New bug report received and forwarded. Copy sent to bug-coreutils <at> gnu.org. (Thu, 04 Aug 2011 04:16:03 GMT) Full text and rfc822 format available.

Message #5 received at submit <at> debbugs.gnu.org (full text, mbox):

From: "David Gast" <dgast <at> csulb.edu>
To: bug-coreutils <at> gnu.org
Subject: Fwd: Join
Date: Wed, 03 Aug 2011 19:48:06 -0700
[Message part 1 (text/plain, inline)]
Oops, I hit the wrong button ...

   cat > /tmp/x <<!
   b
   a
   !
   ln /tmp/x /tmp/y
   sort -c /tmp/x
   join --check-order /tmp/x /tmp/y
   # Note: The two files do not have to be the same.

Output is

   sort: /tmp/x:2: disorder: a
   join: file 1 is not in sorted order

Thanks for your consideration.




  --- the forwarded message follows ---
[Message part 2 (message/rfc822, inline)]
From: "David Gast" <dgast <at> csulb.edu>
To: bug-coreutils <at> gnu.org
Subject: Join
Date: Wed, 03 Aug 2011 19:43:31 -0700
When there is disorder, could you please provide the line
number like the command and option
   sort -c
does?  Note: join seems to report disorder in file 2 only
if there is no disorder in file 1.

You try the following code



Thanks


Information forwarded to owner <at> debbugs.gnu.org, bug-coreutils <at> gnu.org:
bug#9236; Package coreutils. (Thu, 04 Aug 2011 14:53:02 GMT) Full text and rfc822 format available.

Message #8 received at 9236 <at> debbugs.gnu.org (full text, mbox):

From: Eric Blake <eblake <at> redhat.com>
To: David Gast <dgast <at> csulb.edu>
Cc: 9236 <at> debbugs.gnu.org
Subject: Re: bug#9236: Fwd: Join
Date: Thu, 04 Aug 2011 08:51:24 -0600
merge 9235 9236
thanks

On 08/03/2011 08:48 PM, David Gast wrote:
> Oops, I hit the wrong button ...
>
> cat > /tmp/x <<!
> b
> a
> !
> ln /tmp/x /tmp/y
> sort -c /tmp/x
> join --check-order /tmp/x /tmp/y
> # Note: The two files do not have to be the same.
>
> Output is
>
> sort: /tmp/x:2: disorder: a
> join: file 1 is not in sorted order

This sounds like a reasonable idea!  Would you like to contribute the patch?

-- 
Eric Blake   eblake <at> redhat.com    +1-801-349-2682
Libvirt virtualization library http://libvirt.org




Information forwarded to owner <at> debbugs.gnu.org, bug-coreutils <at> gnu.org:
bug#9236; Package coreutils. (Thu, 04 Aug 2011 17:50:02 GMT) Full text and rfc822 format available.

Message #11 received at 9236 <at> debbugs.gnu.org (full text, mbox):

From: Jim Meyering <jim <at> meyering.net>
To: Eric Blake <eblake <at> redhat.com>
Cc: 9236 <at> debbugs.gnu.org, David Gast <dgast <at> csulb.edu>
Subject: Re: bug#9236: Fwd: Join
Date: Thu, 04 Aug 2011 19:48:20 +0200
Eric Blake wrote:
> merge 9235 9236
> thanks
>
> On 08/03/2011 08:48 PM, David Gast wrote:
>> Oops, I hit the wrong button ...
>>
>> cat > /tmp/x <<!
>> b
>> a
>> !
>> ln /tmp/x /tmp/y
>> sort -c /tmp/x
>> join --check-order /tmp/x /tmp/y
>> # Note: The two files do not have to be the same.
>>
>> Output is
>>
>> sort: /tmp/x:2: disorder: a
>> join: file 1 is not in sorted order
>
> This sounds like a reasonable idea!  Would you like to contribute the patch?
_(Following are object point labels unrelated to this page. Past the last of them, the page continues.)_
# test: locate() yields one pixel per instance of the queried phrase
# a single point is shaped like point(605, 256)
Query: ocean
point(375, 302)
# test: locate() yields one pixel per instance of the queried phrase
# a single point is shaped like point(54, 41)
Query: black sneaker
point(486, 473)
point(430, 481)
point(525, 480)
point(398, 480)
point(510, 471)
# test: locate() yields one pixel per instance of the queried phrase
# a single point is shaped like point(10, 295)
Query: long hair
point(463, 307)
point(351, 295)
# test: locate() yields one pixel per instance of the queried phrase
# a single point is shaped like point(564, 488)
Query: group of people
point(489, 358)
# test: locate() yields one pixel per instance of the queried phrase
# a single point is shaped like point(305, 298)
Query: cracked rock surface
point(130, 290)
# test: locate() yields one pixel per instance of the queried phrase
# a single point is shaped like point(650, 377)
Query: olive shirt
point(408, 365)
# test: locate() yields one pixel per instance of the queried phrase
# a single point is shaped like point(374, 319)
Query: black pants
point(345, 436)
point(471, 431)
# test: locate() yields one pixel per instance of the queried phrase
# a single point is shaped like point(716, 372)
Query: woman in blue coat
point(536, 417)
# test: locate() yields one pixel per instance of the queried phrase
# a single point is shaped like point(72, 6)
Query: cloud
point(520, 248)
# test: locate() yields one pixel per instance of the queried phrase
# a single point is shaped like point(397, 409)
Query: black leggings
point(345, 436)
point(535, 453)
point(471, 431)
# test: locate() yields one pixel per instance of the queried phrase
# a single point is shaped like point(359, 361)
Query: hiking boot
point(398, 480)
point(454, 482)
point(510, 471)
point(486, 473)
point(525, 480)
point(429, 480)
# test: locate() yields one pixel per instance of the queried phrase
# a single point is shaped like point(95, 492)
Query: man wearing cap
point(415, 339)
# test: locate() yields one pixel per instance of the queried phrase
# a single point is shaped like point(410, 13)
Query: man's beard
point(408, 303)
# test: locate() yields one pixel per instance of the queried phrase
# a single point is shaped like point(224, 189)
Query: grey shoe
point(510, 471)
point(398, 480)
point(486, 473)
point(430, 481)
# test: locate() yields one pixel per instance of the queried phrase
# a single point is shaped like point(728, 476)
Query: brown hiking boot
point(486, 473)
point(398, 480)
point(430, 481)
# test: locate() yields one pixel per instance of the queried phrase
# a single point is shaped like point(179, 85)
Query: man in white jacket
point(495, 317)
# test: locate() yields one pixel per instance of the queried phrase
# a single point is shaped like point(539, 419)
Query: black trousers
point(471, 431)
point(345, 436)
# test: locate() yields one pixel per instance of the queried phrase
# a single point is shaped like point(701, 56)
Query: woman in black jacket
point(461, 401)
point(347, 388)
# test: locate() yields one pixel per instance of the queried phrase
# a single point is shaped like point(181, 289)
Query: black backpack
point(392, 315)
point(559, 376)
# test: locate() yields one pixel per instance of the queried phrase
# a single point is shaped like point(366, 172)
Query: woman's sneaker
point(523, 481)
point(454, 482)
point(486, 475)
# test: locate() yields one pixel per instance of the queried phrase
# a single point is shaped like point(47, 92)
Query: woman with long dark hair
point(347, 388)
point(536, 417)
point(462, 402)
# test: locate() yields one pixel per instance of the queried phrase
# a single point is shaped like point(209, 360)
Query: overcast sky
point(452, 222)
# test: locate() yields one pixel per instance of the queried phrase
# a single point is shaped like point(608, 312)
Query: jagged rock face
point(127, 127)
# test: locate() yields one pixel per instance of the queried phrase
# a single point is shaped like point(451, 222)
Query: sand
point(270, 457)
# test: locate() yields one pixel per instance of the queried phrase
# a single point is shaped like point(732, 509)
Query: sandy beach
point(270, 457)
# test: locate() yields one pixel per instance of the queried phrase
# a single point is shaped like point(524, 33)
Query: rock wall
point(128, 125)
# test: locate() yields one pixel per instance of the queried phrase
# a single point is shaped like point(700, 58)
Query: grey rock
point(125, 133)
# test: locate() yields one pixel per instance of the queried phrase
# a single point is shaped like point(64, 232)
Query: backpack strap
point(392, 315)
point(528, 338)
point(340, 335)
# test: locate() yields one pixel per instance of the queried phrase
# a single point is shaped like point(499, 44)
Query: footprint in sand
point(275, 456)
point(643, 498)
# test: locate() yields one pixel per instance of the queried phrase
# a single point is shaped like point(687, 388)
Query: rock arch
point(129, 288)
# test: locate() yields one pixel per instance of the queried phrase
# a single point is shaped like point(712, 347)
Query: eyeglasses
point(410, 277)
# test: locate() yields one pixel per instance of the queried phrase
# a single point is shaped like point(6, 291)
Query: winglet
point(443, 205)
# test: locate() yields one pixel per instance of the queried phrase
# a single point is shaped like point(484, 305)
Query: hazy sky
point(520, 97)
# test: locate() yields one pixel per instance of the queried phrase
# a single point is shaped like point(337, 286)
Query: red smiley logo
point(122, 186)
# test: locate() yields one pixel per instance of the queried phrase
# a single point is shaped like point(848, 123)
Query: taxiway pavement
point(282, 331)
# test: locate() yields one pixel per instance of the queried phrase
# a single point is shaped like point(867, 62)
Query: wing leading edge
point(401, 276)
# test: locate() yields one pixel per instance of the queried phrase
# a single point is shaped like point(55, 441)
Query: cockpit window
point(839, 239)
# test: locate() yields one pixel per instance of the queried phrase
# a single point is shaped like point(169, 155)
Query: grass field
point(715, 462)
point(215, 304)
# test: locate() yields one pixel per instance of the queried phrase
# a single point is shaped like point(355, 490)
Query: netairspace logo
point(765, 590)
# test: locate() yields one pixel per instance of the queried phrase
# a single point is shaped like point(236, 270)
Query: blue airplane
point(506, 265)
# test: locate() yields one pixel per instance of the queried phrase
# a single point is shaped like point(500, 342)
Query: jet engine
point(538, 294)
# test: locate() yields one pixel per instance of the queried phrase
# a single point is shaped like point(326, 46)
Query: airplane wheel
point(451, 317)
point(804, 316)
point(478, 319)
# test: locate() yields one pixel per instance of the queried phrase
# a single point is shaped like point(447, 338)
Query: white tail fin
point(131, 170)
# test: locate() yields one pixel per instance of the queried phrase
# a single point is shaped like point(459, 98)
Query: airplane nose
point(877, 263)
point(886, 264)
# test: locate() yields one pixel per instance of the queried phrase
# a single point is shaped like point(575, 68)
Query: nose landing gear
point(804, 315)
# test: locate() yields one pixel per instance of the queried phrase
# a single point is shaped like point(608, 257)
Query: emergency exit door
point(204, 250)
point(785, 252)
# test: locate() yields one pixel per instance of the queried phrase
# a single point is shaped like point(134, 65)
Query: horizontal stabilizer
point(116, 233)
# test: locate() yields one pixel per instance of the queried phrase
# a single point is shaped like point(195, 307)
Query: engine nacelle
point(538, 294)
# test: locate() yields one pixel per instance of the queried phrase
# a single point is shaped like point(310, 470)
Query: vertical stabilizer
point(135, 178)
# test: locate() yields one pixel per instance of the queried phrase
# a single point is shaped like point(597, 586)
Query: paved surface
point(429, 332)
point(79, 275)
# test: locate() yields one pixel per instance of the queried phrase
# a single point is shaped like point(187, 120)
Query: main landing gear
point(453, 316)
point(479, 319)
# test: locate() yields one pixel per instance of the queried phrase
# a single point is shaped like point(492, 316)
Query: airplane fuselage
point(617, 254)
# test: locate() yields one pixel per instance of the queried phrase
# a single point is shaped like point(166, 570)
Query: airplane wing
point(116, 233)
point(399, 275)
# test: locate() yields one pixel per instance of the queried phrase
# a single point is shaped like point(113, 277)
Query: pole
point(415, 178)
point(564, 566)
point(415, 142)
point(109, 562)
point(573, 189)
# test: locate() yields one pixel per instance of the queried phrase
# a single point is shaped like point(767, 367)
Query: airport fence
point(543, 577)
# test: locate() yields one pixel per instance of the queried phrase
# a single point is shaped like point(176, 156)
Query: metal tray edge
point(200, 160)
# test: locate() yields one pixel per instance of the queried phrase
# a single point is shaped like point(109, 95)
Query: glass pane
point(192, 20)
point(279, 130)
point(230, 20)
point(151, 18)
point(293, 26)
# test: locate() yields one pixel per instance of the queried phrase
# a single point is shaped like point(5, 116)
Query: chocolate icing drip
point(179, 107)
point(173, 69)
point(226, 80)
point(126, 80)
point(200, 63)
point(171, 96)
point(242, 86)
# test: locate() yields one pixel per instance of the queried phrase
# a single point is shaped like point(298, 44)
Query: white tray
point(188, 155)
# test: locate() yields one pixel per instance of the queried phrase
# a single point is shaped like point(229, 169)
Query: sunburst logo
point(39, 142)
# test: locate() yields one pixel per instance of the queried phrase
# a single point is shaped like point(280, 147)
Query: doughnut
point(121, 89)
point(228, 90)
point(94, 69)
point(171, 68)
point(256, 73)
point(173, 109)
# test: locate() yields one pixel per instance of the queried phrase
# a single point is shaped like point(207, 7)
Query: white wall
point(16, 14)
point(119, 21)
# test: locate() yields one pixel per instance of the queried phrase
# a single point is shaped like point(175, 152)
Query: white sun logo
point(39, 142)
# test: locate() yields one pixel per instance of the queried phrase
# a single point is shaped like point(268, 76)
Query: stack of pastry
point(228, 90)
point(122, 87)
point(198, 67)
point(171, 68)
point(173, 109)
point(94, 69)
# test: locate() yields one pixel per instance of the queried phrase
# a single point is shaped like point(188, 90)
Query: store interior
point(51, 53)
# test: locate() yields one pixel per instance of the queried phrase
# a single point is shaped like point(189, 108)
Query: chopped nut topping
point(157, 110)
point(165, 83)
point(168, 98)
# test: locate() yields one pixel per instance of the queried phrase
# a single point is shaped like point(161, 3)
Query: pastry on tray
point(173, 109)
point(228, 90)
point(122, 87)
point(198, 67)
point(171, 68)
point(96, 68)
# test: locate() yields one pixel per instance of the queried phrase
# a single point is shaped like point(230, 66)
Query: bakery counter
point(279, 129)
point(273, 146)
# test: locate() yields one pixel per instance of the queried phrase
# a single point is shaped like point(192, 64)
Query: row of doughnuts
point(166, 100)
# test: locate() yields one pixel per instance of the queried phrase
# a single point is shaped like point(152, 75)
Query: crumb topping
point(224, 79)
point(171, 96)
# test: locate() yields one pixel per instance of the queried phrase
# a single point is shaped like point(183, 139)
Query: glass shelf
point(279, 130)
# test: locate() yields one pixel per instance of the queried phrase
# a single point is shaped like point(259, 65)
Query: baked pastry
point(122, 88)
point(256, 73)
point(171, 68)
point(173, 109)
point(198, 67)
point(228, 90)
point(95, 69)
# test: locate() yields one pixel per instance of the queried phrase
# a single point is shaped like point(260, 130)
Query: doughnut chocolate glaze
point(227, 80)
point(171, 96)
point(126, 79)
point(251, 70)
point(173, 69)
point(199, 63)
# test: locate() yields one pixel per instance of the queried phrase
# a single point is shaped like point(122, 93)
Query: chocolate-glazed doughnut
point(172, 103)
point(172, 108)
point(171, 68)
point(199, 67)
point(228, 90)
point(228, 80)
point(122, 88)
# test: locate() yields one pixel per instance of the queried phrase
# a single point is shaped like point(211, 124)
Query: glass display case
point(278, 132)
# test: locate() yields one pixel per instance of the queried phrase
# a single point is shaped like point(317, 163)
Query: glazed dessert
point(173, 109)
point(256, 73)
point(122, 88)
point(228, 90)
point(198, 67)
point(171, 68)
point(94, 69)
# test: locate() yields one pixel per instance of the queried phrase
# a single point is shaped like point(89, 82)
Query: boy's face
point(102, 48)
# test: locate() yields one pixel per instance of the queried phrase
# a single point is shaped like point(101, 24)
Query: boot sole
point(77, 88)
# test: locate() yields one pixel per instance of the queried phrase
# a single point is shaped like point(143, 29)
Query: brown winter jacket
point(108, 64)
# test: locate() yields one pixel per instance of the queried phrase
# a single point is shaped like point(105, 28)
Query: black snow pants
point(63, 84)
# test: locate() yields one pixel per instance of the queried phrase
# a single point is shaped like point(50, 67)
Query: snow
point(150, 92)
I started looking at this, and among other things saw
a diagnostic that mentioned "file 1", which would do
much better to mention the actual file name, so embarked.
Here's a preliminary patch (not even a decent ChangeLog entry
and the join test still needs to be updated):

    $ printf '%s\n' b a c > in
    $ ./join --check-order in in
    ./join: in:2: is not sorted: a
    [Exit 1]


From adf709ba6a8d934e8f90cafada824221e1c6eb18 Mon Sep 17 00:00:00 2001
From: Jim Meyering <meyering <at> redhat.com>
Date: Thu, 4 Aug 2011 19:31:50 +0200
Subject: [PATCH] join: FIXME: check: print both file name and line number

---
 src/join.c |   29 +++++++++++++++++++----------
 1 files changed, 19 insertions(+), 10 deletions(-)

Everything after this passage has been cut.